Xavier Bertrand s'y oppose, mais le scénario est plébiscité par Laurent Wauquiez et David Lisnard, favorables à un scrutin qui irait du centre-droit à Reconquête. "Je suis toujours assez favorable à une primaire ouverte", déclare la députée des Alpes-Maritimes, Michèle Tabarot. "Ça permet de créer une dynamique, on l'a vu avec François Fillon. D'autres raisons ont expliqué l'échec mais en tout cas il y avait quatre millions d'électeurs qui se sont déplacés".
D'autres cadres, comme Jean-François Copé, plaident eux aussi pour une primaire sans Reconquête, mais avec Édouard Philippe.

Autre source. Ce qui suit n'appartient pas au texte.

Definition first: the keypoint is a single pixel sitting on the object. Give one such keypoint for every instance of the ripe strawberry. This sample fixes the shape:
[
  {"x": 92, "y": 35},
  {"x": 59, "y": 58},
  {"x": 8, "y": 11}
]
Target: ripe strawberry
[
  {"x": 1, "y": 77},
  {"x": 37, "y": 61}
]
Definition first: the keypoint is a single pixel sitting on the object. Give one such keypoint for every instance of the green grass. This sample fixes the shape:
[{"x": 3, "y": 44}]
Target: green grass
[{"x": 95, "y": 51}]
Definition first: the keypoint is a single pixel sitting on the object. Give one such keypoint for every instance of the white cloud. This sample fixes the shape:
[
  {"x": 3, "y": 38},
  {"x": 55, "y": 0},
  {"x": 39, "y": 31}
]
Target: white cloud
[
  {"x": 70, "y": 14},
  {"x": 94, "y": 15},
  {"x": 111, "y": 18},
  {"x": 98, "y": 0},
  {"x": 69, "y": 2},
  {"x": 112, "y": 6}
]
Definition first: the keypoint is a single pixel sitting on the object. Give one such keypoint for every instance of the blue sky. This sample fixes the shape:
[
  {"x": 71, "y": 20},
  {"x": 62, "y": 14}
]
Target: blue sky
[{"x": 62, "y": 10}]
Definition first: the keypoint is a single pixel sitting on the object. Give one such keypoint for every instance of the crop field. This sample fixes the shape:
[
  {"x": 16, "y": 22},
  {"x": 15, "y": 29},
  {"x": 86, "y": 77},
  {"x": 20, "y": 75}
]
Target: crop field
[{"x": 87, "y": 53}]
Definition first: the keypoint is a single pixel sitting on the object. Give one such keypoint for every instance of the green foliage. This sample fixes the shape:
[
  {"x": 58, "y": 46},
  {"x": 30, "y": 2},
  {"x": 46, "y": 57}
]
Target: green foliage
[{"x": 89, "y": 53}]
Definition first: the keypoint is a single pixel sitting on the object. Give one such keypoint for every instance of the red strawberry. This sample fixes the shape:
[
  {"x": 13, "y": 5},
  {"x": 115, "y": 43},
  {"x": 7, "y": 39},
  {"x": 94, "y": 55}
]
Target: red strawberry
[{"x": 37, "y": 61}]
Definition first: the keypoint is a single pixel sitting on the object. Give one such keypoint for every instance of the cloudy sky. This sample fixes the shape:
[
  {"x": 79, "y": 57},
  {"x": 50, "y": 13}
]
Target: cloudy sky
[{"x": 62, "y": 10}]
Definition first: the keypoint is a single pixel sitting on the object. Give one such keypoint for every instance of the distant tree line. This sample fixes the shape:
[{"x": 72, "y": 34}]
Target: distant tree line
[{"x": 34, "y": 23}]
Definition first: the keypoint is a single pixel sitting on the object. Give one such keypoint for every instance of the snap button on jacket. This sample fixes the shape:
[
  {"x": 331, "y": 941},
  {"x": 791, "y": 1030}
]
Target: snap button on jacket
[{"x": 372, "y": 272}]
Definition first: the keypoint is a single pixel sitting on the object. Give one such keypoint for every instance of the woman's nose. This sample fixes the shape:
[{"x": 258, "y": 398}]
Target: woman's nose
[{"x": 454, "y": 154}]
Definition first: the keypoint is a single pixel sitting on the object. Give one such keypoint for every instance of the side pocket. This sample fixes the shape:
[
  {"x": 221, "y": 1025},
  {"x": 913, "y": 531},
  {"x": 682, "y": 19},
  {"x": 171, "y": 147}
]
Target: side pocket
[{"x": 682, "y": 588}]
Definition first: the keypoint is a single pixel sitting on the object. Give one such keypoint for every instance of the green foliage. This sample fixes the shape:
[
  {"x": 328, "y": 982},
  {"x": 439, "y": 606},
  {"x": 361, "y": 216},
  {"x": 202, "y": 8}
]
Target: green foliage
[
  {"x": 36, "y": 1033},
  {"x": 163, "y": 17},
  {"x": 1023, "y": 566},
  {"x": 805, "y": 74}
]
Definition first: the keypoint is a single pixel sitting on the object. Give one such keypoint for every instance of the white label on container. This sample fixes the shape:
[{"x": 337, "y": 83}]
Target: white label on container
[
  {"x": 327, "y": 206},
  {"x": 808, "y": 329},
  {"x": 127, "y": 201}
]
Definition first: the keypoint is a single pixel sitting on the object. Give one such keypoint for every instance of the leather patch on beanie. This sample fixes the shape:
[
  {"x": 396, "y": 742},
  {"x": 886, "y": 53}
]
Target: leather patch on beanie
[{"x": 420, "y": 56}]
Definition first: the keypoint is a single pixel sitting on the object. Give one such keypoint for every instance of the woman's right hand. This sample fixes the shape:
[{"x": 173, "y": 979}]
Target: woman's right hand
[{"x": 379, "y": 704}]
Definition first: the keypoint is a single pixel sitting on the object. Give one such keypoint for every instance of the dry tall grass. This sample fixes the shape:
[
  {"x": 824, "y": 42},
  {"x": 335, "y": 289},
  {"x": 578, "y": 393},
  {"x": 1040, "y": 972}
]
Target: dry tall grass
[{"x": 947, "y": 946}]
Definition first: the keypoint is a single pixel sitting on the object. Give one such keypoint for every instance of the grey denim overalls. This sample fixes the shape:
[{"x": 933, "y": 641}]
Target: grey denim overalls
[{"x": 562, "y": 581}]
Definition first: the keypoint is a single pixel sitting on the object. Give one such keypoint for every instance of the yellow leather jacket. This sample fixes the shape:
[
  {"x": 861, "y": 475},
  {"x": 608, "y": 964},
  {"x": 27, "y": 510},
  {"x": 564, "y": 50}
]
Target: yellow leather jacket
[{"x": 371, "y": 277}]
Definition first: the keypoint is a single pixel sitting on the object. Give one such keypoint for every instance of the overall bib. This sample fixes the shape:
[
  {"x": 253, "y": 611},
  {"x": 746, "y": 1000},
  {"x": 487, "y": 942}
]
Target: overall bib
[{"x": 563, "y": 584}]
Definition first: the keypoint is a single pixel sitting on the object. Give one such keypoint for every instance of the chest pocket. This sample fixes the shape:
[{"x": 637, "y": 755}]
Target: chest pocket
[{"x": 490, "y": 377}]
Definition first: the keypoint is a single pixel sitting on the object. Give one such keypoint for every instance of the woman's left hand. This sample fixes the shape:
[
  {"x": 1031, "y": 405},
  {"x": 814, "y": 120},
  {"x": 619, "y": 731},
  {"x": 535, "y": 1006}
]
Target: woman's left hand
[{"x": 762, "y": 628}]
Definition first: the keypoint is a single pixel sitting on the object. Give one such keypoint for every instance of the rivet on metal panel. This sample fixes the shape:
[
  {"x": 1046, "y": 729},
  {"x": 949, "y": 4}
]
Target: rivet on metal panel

Nouvelle illustration de la coexistence de plusieurs chapelles chez LR. En attendant, un groupe de travail a été créé pour plancher sur le sujet, manière de repousser à plus tard une question qui suscitera forcément des divisions à droite.
Un moyen aussi de s'adapter à une situation politique particulièrement mouvante, marquées ces derniers mois par de multiples rebondissements.